尚雲鵬打完電話後開始加速,後面的兄弟開的車果然不太給力,當尚雲鵬開到一百六十碼的時候,後面的車已經跟不上了。
“雲鵬,不要超速太嚴重,會被吊銷執照。”凌雋說。
“沒事,高速限速一百二,只要不超速百分之五十,就不會弔銷執照,現在事關緊急,只有先超速才能追得上了,罰款和扣分是少不了,但管不了那麼多了。”尚雲鵬說。
追了差不多二十分鐘,終於看到那輛白色的越野車在前面行駛,尚雲鵬打電話告訴了雲寧那邊白色越野車的車牌,這才把速度降下來。
“雲鵬,快到雲寧的時候,我們提前下高速吧。”凌雋說。
“好。”尚雲鵬說。
我表示不理解:“我們下了高速,那我們還怎麼趕得上那輛越野車?”我說。
“到雲寧除了高速路外還有一條國道,我們從那條國道也一樣可以到達雲寧,他們發現我們的車沒有跟上,肯定會也放慢速度,我們如果追上去超過他們,那他們肯定也會加速超我們,這樣在高速路上飆車太過危險了,我不想和他們玩命。”凌雋說。

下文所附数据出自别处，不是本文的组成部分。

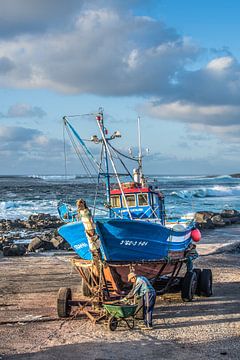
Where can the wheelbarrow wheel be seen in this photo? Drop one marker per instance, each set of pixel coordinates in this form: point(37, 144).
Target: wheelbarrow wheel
point(63, 308)
point(189, 286)
point(112, 323)
point(206, 283)
point(198, 273)
point(85, 288)
point(130, 323)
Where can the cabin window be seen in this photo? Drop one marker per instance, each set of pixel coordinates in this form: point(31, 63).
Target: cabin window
point(131, 200)
point(115, 201)
point(142, 199)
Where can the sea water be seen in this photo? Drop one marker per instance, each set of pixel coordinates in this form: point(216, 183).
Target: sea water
point(22, 196)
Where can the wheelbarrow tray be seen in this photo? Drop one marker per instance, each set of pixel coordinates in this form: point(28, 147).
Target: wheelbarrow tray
point(120, 311)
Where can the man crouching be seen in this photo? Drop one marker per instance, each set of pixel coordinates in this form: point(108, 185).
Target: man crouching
point(143, 289)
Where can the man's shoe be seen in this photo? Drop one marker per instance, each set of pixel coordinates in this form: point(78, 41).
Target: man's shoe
point(147, 328)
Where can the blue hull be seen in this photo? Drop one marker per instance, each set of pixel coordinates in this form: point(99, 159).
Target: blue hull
point(128, 240)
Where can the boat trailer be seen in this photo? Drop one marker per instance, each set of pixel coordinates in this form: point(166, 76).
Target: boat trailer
point(103, 287)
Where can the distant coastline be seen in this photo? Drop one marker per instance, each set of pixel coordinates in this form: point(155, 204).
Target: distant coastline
point(235, 175)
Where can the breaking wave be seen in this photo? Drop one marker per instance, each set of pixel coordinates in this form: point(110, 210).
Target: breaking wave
point(216, 191)
point(23, 209)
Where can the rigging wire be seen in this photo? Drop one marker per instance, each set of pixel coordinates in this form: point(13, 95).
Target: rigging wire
point(126, 156)
point(65, 154)
point(79, 155)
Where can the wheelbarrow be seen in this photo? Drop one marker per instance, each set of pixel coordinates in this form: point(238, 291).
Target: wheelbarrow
point(118, 313)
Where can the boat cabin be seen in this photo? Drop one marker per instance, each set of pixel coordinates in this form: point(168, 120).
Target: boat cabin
point(143, 202)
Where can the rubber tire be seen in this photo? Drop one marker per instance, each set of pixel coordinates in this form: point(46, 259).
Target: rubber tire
point(198, 288)
point(189, 285)
point(140, 310)
point(84, 288)
point(130, 323)
point(64, 295)
point(206, 282)
point(112, 323)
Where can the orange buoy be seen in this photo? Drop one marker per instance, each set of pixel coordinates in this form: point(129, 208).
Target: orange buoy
point(196, 235)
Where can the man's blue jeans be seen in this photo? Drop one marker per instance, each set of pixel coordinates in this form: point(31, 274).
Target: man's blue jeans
point(148, 305)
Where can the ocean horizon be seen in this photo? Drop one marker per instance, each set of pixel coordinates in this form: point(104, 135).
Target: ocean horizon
point(24, 195)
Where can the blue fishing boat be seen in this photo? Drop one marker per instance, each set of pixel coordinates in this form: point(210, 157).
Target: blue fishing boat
point(134, 228)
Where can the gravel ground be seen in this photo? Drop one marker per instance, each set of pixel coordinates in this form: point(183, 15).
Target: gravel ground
point(207, 328)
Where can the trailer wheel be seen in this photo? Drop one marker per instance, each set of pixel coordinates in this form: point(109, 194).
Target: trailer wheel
point(206, 282)
point(85, 289)
point(63, 308)
point(198, 288)
point(112, 323)
point(189, 285)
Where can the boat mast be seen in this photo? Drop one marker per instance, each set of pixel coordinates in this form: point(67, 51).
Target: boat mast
point(139, 150)
point(100, 121)
point(103, 133)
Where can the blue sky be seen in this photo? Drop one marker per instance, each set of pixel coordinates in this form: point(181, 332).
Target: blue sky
point(173, 63)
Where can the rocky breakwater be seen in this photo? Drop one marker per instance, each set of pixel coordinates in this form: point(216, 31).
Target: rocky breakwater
point(37, 233)
point(211, 220)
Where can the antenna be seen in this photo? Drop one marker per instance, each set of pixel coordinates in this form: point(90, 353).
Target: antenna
point(139, 148)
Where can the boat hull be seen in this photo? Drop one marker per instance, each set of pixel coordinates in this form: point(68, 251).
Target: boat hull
point(128, 240)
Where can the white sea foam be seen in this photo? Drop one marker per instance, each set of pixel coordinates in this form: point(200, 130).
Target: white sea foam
point(215, 191)
point(23, 209)
point(54, 177)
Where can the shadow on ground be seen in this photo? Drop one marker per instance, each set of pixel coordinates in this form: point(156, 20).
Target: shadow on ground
point(149, 348)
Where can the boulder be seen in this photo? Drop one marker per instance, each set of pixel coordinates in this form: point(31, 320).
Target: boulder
point(218, 221)
point(230, 213)
point(36, 243)
point(14, 250)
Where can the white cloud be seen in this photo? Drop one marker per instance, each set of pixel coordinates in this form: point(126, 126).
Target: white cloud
point(221, 63)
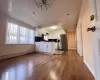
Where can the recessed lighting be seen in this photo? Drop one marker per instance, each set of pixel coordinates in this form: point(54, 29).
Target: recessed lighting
point(54, 27)
point(33, 12)
point(68, 14)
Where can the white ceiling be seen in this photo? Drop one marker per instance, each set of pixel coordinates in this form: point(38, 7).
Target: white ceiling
point(49, 29)
point(57, 13)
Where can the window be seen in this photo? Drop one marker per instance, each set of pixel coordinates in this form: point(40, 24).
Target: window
point(17, 34)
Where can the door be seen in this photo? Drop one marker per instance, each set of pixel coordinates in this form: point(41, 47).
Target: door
point(95, 10)
point(96, 49)
point(79, 40)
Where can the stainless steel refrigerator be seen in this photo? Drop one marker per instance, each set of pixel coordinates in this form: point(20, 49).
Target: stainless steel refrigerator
point(63, 44)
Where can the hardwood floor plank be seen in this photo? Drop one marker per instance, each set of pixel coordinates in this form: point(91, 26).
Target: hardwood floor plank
point(68, 66)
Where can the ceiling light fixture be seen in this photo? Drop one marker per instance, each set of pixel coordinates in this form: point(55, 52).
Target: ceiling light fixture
point(43, 4)
point(54, 27)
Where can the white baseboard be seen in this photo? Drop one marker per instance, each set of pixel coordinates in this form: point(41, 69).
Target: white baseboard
point(14, 55)
point(91, 70)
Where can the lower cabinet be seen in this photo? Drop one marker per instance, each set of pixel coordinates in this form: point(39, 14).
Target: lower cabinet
point(46, 47)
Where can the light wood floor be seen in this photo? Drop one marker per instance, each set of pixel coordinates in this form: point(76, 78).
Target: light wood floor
point(68, 66)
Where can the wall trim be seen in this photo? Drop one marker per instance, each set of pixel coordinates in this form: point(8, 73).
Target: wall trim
point(90, 69)
point(15, 55)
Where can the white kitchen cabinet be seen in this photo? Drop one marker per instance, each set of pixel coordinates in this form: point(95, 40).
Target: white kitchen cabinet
point(46, 47)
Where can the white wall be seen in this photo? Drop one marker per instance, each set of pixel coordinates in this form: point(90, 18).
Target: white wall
point(84, 19)
point(7, 49)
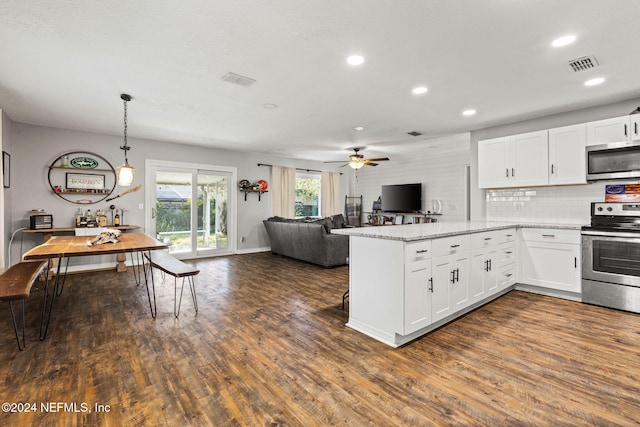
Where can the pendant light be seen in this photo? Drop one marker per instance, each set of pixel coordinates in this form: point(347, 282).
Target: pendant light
point(125, 172)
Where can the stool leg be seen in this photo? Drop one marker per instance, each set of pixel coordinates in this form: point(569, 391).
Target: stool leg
point(176, 312)
point(192, 287)
point(21, 346)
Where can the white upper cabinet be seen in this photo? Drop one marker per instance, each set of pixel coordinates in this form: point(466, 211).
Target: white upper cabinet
point(567, 160)
point(617, 129)
point(493, 163)
point(530, 152)
point(513, 161)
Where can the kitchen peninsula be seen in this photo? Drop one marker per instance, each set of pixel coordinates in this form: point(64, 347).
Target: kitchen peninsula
point(405, 281)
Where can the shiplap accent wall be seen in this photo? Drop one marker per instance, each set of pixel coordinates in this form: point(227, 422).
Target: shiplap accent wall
point(439, 164)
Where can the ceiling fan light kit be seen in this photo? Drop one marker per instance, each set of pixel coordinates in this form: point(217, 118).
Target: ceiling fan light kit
point(357, 160)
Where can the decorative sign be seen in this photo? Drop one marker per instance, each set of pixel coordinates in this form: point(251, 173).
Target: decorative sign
point(84, 163)
point(84, 182)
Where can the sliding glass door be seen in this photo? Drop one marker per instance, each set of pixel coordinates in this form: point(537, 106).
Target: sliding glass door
point(191, 208)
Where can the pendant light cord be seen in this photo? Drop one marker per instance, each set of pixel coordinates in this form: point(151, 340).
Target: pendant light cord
point(125, 147)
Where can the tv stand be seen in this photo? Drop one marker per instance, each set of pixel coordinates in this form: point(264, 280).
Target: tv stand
point(381, 218)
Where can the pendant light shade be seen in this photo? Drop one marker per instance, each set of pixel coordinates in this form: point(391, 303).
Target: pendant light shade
point(125, 172)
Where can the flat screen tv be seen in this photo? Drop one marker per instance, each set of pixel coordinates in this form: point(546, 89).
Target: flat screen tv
point(402, 198)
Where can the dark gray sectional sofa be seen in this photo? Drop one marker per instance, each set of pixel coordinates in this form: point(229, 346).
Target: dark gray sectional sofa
point(309, 239)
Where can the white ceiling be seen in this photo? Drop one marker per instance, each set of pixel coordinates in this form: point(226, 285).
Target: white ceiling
point(64, 63)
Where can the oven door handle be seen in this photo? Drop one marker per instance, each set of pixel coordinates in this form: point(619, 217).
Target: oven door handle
point(610, 234)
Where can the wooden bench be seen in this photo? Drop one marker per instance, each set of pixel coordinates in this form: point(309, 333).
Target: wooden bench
point(15, 284)
point(167, 263)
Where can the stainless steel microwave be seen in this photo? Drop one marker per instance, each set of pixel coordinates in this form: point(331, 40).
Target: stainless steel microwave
point(616, 160)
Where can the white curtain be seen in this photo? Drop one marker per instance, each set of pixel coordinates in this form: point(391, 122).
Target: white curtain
point(283, 189)
point(329, 189)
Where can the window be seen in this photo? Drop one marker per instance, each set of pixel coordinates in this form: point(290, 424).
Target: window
point(307, 195)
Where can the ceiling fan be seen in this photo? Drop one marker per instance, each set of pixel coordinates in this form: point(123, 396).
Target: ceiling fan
point(356, 161)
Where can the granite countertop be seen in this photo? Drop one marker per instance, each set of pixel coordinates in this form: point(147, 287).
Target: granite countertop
point(411, 232)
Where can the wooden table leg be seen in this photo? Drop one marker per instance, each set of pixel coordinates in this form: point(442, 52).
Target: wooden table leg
point(53, 263)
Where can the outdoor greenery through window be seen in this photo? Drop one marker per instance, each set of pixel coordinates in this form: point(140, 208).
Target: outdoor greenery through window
point(307, 195)
point(175, 203)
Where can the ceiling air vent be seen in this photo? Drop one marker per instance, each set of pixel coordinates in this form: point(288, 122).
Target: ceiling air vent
point(584, 63)
point(237, 79)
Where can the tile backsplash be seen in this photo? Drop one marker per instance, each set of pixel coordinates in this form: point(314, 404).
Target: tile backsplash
point(561, 204)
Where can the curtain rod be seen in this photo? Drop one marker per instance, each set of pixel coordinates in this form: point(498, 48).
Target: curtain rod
point(298, 169)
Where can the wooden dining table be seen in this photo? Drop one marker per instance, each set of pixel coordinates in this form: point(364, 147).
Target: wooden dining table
point(59, 247)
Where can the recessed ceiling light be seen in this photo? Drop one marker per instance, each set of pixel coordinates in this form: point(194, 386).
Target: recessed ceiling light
point(563, 41)
point(594, 82)
point(355, 60)
point(419, 90)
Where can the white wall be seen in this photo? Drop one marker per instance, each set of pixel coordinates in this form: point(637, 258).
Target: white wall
point(6, 144)
point(439, 164)
point(569, 204)
point(36, 147)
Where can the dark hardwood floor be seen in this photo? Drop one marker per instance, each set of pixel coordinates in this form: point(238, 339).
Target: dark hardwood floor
point(269, 346)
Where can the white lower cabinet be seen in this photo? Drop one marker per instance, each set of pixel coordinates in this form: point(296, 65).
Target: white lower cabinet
point(450, 276)
point(550, 258)
point(400, 290)
point(418, 288)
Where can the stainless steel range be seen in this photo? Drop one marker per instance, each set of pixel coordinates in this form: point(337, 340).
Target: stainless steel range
point(611, 256)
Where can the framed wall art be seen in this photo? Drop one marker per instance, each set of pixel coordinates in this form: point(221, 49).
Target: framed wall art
point(80, 181)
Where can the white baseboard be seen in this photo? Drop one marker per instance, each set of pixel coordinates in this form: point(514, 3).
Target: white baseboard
point(252, 250)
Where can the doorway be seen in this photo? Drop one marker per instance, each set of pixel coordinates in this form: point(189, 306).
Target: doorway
point(192, 208)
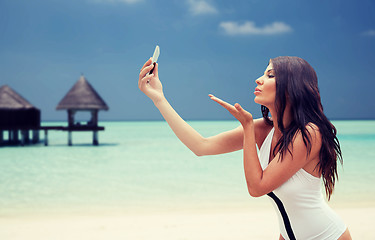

“所以你要暗渡陳倉,讓他們以爲我們還在他們後面,他們也就放鬆了警惕了。”我說。
“沒錯,那國道我開過一次,雖然沒高速那麼寬,但也還可以,跑八十碼是沒問題的,只要雲寧的兄弟在收費站口堵住了那輛越野車,就沒問題了。”凌雋說。
經過這麼一折騰,我的睏意也全消了,天漸漸地亮了起來,國道旁邊的村莊也漸漸可以看得清楚了,我打開車車窗,清晨涼爽的風灌了進來,帶着一股田野特有的味道,讓人神清氣爽。